Big sisters play dirty. So do cops, wives, mothers. So do cities… like Memphis. As always the best mysteries revolve around the murder of a city. And this is one of the best: gritty, angry, twisted…Mississippi Noir.
The giant A & W Root Beer mug shimmered over the rooftop of a roadside stand. The sign’s brown paint, chipped by the weather, left silver patches gleaming in the sun. Broken neon tubing dangled. The mug rocked against sagging guidewires. The sign was a lot like Memphis, seductive, old, with hints of grandeur and an aura of risk.
Mercy is a pastry chef with a bad scar on her left cheek, an alcoholic mother, a bitch-sister; she has come back to Memphis to re-visit with family.
Billy is a cool white cop who grew up singing in black choirs: poor but good. He protected women who scrubbed their old oak floors with lemon wax, kept their door transoms shiny, and got beaten: weekly, on schedule.
Billy understood what the house meant to a woman like her. She was the same as the women he’d known growing up on the back roads of Mississippi. Hard work, little money, poor education. Not a single step in their lives made easy. She wanted a few nice things in her life and some respect.
His partner, Lou, is an angry 61 year old superhero on the Memphis Homicide Squad. He lives in a hovel which is empty except for “a lawn chair, a TV and a lamp made from a bronzed figure of a nude woman with a clock in her belly.” His refrigerator contains “Wonder Bread, Velveeta, grape Jelly.” Jack Daniels is under the sink. When Lou ends up in the Mississippi River after a storm, Billy finds out that his partner wasn’t a very nice man. And that Memphis wasn’t a very nice city.

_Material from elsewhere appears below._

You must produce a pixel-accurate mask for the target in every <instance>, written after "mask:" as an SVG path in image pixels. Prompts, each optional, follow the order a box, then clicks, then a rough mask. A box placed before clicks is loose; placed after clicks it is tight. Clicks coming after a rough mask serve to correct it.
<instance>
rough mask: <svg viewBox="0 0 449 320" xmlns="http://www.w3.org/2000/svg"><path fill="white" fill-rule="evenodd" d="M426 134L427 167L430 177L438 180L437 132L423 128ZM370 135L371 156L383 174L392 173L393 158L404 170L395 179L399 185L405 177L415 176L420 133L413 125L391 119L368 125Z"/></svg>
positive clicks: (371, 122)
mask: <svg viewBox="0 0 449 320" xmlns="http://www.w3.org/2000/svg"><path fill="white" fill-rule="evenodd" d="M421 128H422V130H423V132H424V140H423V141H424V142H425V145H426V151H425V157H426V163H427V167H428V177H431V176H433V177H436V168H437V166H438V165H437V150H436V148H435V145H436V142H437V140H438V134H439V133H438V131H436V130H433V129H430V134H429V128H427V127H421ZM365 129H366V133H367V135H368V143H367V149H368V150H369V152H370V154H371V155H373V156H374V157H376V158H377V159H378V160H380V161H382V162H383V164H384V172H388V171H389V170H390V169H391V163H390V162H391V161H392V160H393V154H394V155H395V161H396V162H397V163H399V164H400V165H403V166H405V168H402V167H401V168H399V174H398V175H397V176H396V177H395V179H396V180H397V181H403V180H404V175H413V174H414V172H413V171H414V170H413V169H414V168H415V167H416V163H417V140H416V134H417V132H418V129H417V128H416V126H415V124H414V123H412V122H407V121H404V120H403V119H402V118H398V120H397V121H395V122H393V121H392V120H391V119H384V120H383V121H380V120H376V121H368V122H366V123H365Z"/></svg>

No, the South, this South is not a nice place, not a pretty place, nothing like sweet tea and charity balls. Its conversations are short and ugly. Its humor is nasty. Its favoritism is thick, and propped by greed, not family values. There is enough hurt to go around and everybody gets seconds…
Special heads up to Jeffrey Kafer who brings back Frank Muller with a vengeance. Thanks.